Premier album du Parisien, presque Texan, Baptiste Walker Hamon qui après avoir quitté l’enfance entre dans les temps de l’insouciance et livre des chansons aux accents de la Country la plus traditionnelle.
Vieillir ce n’est pas seulement cumuler les souvenirs et regretter sa jeunesse. C’est aussi perdre en consistance, laisser se dégrader notre insouciance. Quand le temps de quitter l’enfance, avec la peur au creux des reins mais la rage au ventre, s’est déjà dégradé. Quand on regarde avec envie l’enthousiasme du voisin, peut-être faut-il alors apprendre à ne plus être de jalousie constitué.
Baptiste Walker Hamon, son temps de quitter l’enfance est encore au centre de ses problématiques, au nœud de ses soucis. Baptiste a l’enthousiasme de ceux qui veulent manger le monde pour en sortir quelque chose de plus beau, de plus fort. On l’avait découvert avec un premier EP en 2014, Quitter l’enfance suivi d’une Ballade d’Alan Seeger, deux disques qui annonçaient la venue d’un nouvel auteur fort d’une proposition singulière.
Chez lui, il y avait cette envie de faire se rencontrer Mouloudji ou Moustaki avec Townes Van Zandt, Steve Earle. Faire coïncider la variété française et une country pur jus, la traditionnelle. Pas celle de Sparklehorse ou de Lambchop. Pas ces Country rendues acceptables à nos oreilles d’Indie Kids. La vraie, la Redneck, celle des campagnes, cette ruralité rustique et frustre. On pouvait craindre le pire et pourtant le mélange prenait. Ce qui contribue de cette adhésion, c’est sans doute la force de ces textes pour la plupart en français. On avait adoré son Peut-être que nous serions heureux en la belle compagnie d’Alma Forrer.
C’était peu de dire que l’on attendait avec impatience cet album. Est-il à la hauteur de nos attentes ?
Pour commencer à donner quelques éléments de réponse, revenons sur l’équipe qui entoure Baptiste Walker Hamon sur ce disque, L’insouciance. Quand il a commencé à réfléchir à comment il voyait le disque, Baptiste, avec le culot que la jeunesse permet, n’imaginait qu’une personne pour l’aider à construire son projet, à le mener à terme.
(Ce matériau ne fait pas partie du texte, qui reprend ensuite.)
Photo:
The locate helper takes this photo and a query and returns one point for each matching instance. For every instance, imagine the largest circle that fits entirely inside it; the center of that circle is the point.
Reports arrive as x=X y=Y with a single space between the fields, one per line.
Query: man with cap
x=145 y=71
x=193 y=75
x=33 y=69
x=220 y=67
Cette personne, c’était Mark Nevers, producteur de Lambchop, Calexico et d’à peu près tout ce qui compte dans l’Americana que l’on aime.
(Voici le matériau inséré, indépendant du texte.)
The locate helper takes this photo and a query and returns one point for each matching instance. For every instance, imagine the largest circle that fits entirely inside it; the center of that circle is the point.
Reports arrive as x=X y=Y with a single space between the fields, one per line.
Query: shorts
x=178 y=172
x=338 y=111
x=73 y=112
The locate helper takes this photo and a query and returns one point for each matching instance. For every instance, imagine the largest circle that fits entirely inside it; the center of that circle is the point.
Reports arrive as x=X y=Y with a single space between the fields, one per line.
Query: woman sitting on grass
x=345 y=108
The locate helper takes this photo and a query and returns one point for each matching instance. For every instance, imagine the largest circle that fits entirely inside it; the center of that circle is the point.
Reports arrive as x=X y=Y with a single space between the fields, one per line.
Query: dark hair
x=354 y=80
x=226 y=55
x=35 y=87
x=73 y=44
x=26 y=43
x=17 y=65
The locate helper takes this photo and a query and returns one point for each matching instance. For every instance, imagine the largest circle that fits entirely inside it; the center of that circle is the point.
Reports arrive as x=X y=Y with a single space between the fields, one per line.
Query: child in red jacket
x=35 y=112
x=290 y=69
Imaginez Baptiste en train de faire une liste des artistes avec qui il aimerait travailler : Leonard Cohen, Steve Earle, des rêves absolus, des fantasmes. Parmi ces noms, il y avait un certain Bonnie Prince Billy.
Imaginez l’émotion du jeune homme quand il voit un bonhomme barbu étrange entrer dans le studio et lui dire : « Hi, I’m Will… How do you do? ».
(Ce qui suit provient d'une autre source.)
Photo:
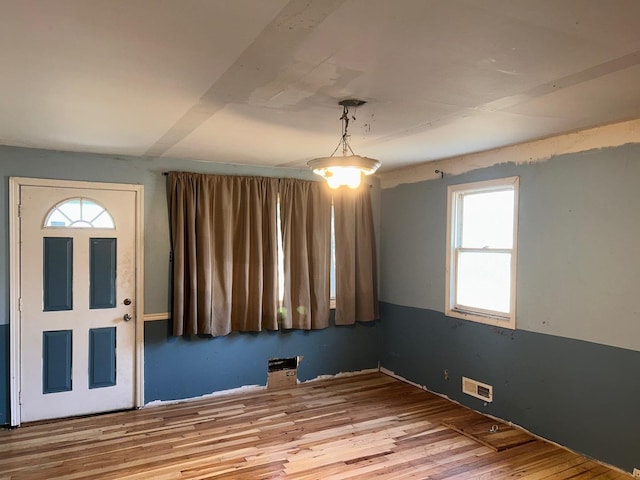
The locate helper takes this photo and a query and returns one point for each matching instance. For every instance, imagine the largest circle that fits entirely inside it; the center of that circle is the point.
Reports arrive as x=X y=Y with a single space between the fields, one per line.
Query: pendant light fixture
x=346 y=169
Ce même Will Oldham qui pose sa voix sur le splendide Comme La Vie Est Belle. L’émotion transpire de ce titre, on y sent la joie, la fierté de l’ex Texas In Paris à chanter aux côtés de son aîné et référence ultime. Il y a dans cette valse texane des réminiscences de Calexico mais aussi du Noir Désir des sombres héros de l’amer.
Chez Baptiste Walker Hamon, il n’y a pas de pose dans sa fascination pour l’Amérique. Faulkner, Steinbeck, Whitman l’accompagnent à chaque instant dans son Mississippi qui prend des allures de Seine. Les bateaux mouches qui dérivent au rythme de Gershwin. Chez Baptiste, composer n’est pas une action figée. En effet, les morceaux présents sur les EPS que l’on retrouve sur L’insouciance ne sont finalement plus les mêmes. Ils ont mûri, ils ont grandi.
De la presque annonce des futures défaites du toujours irradiant Peut-être que nous serions heureux au plus Texan que lui tu meurs Ballade d’Alan Seeger, Baptiste Walker Hamon ne cesse de reconstruire sa musique. On y retrouve bien sur sa passion pour la rencontre de sa vie, celle avec Townes Van Zandt dont il ne s’est toujours pas remis.
Qui y a-t-il donc de commun entre ce jeune homme de trente ans et ce folkeux revenu de tout et perdu dans les limbes ? Peut-être cette même modestie, cette même ouverture au monde, cette lucidité sur soi.
Baptiste veut vivre comme un roi dans la basse-cour plutôt que dans des tours comme il le dit dans Tu n’en voulais pas. Il a cette gouaille des poulbots, cette manière bien à lui de poser les choses simplement, humblement. Sur les EPs, le minuscule petit reproche que l’on pouvait faire à sa manière d’appréhender ses textes, à les habiter était peut-être de laisser trop la part belle à l’affirmation.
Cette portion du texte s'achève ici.